According to AAA Texas, the cost for a gallon of regular unleaded gas in Dallas County is currently about $3.52, about 5 cents higher than the state average of $3.47. The state average has gone up about 32 cents in the last month.

The national average is $3.82, which reflects a 30-cent increase over a month ago, per AAA.

Globally, the price of oil is up to $83 per barrel after six weeks straight of increases, the highest it has been since November 2022, per ZeroHedge.
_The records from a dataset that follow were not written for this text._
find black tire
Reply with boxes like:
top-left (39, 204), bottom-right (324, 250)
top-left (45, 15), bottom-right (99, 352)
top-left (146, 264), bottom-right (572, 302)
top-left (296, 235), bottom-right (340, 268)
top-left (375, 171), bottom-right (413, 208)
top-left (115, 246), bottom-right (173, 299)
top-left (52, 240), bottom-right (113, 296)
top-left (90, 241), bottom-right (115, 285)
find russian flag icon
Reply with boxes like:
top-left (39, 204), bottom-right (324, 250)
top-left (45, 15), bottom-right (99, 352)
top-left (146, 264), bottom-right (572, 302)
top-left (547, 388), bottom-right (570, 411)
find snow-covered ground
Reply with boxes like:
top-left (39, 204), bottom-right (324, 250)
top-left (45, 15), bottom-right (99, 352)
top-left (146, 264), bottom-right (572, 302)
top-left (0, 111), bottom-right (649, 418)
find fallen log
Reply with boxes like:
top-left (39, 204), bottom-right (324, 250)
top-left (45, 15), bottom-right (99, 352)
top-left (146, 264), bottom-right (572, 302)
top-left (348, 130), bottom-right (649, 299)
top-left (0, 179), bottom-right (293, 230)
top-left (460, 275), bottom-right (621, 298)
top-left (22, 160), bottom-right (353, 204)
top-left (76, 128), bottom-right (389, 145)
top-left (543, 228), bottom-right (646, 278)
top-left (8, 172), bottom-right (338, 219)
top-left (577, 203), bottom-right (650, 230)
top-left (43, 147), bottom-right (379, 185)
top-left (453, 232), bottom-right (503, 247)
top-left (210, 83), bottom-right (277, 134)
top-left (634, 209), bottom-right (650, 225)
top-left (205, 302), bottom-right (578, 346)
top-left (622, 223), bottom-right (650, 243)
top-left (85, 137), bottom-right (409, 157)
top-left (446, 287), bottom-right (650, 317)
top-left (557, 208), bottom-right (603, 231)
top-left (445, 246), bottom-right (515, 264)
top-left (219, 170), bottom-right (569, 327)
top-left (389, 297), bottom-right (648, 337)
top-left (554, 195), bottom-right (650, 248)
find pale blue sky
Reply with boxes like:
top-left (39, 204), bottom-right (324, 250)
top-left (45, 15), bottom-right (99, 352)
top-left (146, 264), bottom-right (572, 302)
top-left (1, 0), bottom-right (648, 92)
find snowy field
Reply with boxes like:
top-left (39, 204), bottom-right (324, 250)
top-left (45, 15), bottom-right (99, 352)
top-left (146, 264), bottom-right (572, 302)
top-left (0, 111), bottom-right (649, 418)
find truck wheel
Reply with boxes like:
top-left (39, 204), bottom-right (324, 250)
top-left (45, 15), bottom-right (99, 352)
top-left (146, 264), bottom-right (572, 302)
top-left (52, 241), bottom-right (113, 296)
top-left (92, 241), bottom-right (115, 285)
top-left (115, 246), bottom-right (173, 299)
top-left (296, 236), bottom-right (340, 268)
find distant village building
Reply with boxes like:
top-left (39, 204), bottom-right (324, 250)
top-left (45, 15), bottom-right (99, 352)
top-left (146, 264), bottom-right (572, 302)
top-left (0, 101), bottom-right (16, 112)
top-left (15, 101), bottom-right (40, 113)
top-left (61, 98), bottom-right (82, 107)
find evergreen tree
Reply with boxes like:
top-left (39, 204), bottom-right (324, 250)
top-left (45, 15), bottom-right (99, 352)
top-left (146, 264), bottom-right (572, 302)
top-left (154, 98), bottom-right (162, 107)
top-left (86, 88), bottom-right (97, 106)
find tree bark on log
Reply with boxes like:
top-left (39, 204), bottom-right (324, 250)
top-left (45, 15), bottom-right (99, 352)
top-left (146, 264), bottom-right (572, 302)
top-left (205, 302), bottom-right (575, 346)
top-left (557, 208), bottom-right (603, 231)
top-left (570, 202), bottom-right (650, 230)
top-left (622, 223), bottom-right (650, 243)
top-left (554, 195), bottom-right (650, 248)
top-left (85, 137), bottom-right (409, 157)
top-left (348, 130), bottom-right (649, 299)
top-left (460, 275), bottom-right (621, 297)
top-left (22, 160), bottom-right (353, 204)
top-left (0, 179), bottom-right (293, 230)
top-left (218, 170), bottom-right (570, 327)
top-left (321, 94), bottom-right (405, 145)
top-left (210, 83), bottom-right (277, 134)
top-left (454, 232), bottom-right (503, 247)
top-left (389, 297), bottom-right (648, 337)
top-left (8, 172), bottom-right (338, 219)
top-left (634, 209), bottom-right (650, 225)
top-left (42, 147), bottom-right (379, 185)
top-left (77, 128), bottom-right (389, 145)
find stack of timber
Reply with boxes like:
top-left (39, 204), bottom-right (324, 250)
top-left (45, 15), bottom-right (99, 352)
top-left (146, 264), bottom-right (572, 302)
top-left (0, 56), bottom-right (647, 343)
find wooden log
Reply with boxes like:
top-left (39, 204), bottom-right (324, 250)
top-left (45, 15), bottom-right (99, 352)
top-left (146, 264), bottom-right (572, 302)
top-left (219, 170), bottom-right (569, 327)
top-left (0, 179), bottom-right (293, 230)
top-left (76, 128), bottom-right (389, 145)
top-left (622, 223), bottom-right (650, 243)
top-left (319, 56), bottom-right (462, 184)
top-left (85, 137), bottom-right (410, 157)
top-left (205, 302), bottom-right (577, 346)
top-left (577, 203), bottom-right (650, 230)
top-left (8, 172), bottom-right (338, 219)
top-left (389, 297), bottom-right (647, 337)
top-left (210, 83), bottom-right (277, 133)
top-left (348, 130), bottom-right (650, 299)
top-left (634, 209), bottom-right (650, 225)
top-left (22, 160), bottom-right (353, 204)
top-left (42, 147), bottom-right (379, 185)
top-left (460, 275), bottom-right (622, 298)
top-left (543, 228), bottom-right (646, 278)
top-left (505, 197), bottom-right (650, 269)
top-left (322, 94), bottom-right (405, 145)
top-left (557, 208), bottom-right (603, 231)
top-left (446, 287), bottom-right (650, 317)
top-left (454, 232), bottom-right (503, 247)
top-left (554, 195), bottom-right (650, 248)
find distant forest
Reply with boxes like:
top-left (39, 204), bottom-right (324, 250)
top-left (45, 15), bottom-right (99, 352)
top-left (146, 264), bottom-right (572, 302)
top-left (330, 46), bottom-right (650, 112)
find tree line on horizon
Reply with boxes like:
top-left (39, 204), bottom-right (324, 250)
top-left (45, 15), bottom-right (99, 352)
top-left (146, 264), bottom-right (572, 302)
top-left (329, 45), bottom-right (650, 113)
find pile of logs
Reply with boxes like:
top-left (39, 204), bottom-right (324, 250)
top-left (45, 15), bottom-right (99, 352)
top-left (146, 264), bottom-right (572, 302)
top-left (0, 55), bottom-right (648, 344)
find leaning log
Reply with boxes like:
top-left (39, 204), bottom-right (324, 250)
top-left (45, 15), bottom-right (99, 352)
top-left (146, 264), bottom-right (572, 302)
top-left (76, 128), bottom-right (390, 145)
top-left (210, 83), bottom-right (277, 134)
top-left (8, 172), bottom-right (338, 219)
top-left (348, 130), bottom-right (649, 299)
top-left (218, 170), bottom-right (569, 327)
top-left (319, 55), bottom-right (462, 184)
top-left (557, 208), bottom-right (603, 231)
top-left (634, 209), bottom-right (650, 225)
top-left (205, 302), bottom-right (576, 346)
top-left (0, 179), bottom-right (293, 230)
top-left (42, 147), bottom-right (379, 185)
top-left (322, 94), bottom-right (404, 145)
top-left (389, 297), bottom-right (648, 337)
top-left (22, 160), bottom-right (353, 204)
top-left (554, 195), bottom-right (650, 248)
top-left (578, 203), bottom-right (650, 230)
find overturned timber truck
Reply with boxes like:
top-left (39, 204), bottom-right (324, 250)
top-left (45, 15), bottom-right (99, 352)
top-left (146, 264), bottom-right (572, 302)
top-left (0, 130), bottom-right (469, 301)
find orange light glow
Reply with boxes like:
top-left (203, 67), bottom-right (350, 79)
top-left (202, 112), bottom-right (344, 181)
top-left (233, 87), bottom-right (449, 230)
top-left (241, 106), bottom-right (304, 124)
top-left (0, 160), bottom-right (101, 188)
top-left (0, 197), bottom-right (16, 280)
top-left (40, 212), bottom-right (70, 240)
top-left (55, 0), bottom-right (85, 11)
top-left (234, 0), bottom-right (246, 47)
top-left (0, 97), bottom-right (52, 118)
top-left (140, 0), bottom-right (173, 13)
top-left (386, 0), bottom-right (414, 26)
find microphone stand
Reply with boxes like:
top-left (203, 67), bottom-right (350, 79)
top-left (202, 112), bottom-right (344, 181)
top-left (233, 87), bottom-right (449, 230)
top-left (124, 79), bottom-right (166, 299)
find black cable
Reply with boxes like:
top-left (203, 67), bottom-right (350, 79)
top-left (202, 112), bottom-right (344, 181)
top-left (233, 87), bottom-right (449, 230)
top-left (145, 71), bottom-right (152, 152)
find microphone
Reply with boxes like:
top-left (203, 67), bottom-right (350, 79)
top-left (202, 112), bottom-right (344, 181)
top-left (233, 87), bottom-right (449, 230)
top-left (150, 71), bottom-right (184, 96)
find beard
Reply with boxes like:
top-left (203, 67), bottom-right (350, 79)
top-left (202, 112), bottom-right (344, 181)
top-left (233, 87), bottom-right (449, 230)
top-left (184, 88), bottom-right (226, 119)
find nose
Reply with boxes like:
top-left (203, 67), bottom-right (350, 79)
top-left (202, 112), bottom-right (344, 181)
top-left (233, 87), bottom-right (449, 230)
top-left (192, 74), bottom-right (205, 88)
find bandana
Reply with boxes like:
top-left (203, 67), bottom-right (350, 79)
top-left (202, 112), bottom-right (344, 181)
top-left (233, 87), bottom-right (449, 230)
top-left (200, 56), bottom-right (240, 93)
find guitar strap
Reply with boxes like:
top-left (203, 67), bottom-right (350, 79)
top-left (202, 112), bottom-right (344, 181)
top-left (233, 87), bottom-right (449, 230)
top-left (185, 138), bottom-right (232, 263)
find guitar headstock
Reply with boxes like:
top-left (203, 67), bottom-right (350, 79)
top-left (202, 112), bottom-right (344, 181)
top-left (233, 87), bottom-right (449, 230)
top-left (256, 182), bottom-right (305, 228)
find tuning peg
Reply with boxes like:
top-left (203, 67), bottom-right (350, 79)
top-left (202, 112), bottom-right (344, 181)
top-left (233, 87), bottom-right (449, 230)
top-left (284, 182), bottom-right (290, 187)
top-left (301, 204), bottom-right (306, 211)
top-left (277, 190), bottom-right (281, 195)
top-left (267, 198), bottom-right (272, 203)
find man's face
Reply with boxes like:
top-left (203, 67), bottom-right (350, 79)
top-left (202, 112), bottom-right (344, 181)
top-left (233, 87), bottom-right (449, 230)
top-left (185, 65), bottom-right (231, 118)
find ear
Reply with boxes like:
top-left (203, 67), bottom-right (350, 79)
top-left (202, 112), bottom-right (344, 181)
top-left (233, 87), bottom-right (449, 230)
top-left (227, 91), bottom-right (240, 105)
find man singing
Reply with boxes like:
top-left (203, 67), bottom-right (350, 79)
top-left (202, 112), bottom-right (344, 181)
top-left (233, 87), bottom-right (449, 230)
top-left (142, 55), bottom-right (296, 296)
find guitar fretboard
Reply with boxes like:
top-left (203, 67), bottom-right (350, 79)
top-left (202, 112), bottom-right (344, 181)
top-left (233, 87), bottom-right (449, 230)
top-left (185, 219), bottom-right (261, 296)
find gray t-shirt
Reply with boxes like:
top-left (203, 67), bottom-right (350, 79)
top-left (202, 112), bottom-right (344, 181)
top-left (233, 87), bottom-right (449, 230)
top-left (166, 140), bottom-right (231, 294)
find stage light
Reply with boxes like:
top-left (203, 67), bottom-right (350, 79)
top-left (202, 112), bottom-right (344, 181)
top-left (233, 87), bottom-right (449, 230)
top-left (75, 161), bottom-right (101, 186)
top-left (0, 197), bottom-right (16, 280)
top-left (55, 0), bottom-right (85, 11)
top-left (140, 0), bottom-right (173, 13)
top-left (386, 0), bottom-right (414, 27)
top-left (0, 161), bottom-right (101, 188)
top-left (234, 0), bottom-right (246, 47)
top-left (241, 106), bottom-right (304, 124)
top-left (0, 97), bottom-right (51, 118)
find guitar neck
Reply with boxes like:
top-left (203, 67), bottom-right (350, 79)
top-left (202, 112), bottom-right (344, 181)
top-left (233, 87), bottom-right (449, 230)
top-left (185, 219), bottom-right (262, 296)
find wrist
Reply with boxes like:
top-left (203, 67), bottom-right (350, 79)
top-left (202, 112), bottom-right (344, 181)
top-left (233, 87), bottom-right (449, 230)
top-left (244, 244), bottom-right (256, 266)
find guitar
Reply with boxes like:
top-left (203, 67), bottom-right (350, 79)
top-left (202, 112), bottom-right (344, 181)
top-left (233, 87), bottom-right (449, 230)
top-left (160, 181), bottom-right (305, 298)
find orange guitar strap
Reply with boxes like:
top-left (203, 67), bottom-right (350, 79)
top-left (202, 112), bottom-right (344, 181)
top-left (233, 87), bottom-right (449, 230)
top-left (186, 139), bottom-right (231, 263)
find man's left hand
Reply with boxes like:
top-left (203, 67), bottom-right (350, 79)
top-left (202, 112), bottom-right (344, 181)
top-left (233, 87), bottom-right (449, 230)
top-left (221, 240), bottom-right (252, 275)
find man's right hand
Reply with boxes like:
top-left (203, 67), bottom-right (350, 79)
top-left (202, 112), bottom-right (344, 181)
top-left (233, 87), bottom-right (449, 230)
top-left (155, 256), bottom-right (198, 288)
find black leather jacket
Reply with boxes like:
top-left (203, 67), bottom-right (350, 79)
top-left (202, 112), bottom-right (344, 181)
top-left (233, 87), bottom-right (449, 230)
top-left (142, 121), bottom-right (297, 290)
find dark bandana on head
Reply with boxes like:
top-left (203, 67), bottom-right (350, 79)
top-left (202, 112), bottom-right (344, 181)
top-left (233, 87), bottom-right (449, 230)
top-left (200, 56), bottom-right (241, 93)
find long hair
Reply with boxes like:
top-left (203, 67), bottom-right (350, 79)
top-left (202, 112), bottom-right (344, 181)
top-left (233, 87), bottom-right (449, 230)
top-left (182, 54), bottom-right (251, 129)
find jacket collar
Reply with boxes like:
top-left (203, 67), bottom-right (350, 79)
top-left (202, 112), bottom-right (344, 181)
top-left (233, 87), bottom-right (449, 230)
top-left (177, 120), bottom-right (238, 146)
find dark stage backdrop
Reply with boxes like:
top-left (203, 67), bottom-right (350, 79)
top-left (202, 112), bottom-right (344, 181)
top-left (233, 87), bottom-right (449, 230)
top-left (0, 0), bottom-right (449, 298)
The upward trend does not bode well for the Federal Reserve’s goal of controlling inflation, according to ZeroHedge.

Reuters reported that the rising price of oil could prompt central banks around the globe to increase interest rates to put downward pressure on oil prices.

The Saudis hope to boost prices enough to fund diversification and new jobs for their economy while also funding some multi-billion dollar infrastructure projects, per the DMN.

Russia also wants higher prices as the country is currently subject to a punitive price cap imposed by Western governments to starve it of much-needed revenue to continue its war in Ukraine, according to the DMN. Estimates indicate that Russia’s export revenue is down 36% from a year ago, per the International Energy Agency, as reported by the DMN.